Simion criticised the Commission’s interference in national politics, giving as an example Commission President Ursula von der Leyen’s comments ahead of the Italian elections in February 2023.

He agreed, though, that AUR would follow the example of Meloni’s recent rapprochement with the Commission, von der Leyen, and other European political parties after coming to power.

“We will want a good relationship with the Commission and with all other institutions in Brussels, and the reality now in 2023 is that Ursula von der Leyen and Giorgia Meloni are best friends,” said Simion. 

“We don’t want to be an enemy of anyone sovereigntist or Green or Left and so on because they represent part of the people’s voice, and it’s hard not to have cooperation in mind,” he said.

However, AUR put a hard red line against Viktor Orban’s Fidesz, qualifying the Hungarian prime minister as having “dictatorship tendencies”. 

“Orban is more attached to Putin’s policy of changing borders. We think this is anachronistic; we don’t want to change borders, we want to cooperate and take down borders,” Simion said.  

But Romanian MEP Daniel Buda (EPP) was not convinced and told EURACTIV: “An AUR government for Romania and the EU would mean a second Orbán who would always question EU values, or worse, a David Cameron, the artisan of the Brexit referendum.
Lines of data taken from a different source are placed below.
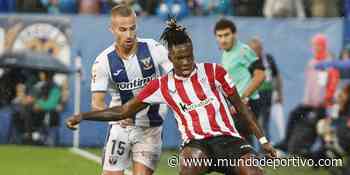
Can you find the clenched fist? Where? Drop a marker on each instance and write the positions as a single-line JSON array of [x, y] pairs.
[[73, 121]]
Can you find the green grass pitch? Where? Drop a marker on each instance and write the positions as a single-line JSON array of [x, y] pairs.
[[27, 160]]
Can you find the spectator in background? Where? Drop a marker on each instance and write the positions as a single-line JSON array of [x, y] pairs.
[[320, 86], [284, 8], [7, 6], [91, 7], [60, 6], [272, 83], [248, 7], [170, 8], [149, 7], [325, 8], [212, 7], [46, 106], [29, 6]]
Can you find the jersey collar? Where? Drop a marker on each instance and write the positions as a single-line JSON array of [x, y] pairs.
[[185, 78]]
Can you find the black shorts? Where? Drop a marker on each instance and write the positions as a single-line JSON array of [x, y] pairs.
[[222, 147]]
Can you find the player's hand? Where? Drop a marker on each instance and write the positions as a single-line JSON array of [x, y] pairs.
[[271, 152], [72, 122]]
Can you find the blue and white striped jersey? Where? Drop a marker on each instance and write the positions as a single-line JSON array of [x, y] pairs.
[[124, 78]]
Romania could easily end up in the same situation.”

He added that the AUR is “anti-system” and holds anti-vaccine beliefs and blames the EU for the COVID-19 pandemic, inflation, and rising energy prices.

The right ‘patriot’ friends

AUR has established ties with other far-right and right-wing formations from across Europe. 
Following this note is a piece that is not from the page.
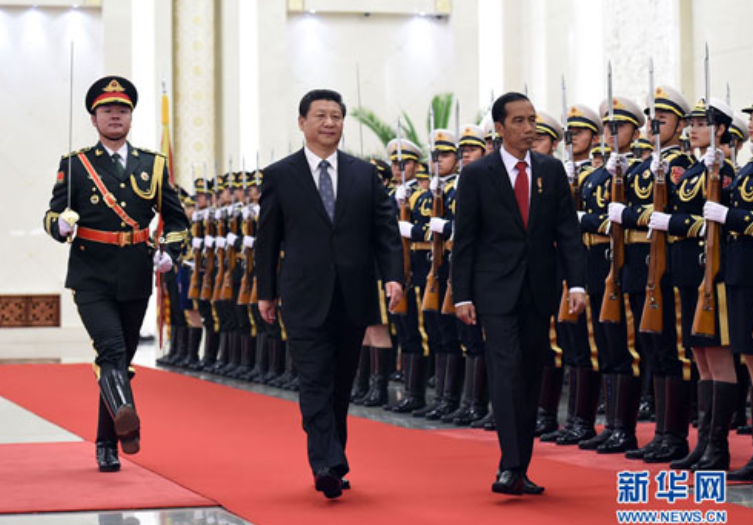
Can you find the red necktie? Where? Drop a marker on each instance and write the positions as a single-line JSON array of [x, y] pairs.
[[521, 191]]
During the official presentation of AUR candidates for the EU Parliament on 21 July, the party invited a wide range of MEPs from various “friendly” political parties, including Italy’s Fratelli d’Italia (ECR) and Lega (ID), the Sweden Democrats (ECR), Conservative People’s Party of Estonia (ID), and Polands’ PiS (ECR). 

“I wait for you in Brussels, we need you,” Meloni’s Fratelli d’Italia MEP Carlo Fidanza told the rally, urging the patriots to have a common stand against the left.
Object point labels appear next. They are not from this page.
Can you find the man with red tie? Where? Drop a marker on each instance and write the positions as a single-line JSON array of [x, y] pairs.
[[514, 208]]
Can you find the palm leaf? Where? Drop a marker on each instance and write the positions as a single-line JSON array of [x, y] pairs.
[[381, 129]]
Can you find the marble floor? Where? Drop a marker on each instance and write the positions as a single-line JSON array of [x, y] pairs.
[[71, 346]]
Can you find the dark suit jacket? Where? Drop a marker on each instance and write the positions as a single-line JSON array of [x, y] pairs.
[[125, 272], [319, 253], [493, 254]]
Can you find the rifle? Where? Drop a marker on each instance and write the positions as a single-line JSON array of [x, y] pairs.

Similarly, Charlie Weimers from the Sweden Democrats said, “the irony is that those in Brussels, they call themselves pro-European, but no, they are pro-EU, we are pro-European”. 

Commenting on AUR’s friends in Europe, Romanian MEP Dragos Pislaru (Renew), said the party is part of an anti-European wave that started rooted in illiberalism but has advanced to extremist speech and ideology.

“AUR is not alone in Europe, but has support from all these political forces that act similar in the EU,” adding that this includes preying on people’s fears through the use of “lies and illusions.”

“They are part of this anti-European wave..the COVID-19 pandemic, the war in Ukraine, high energy prices – all of these leave marks on citizens that are exploited by populist practices,” Pislaru said.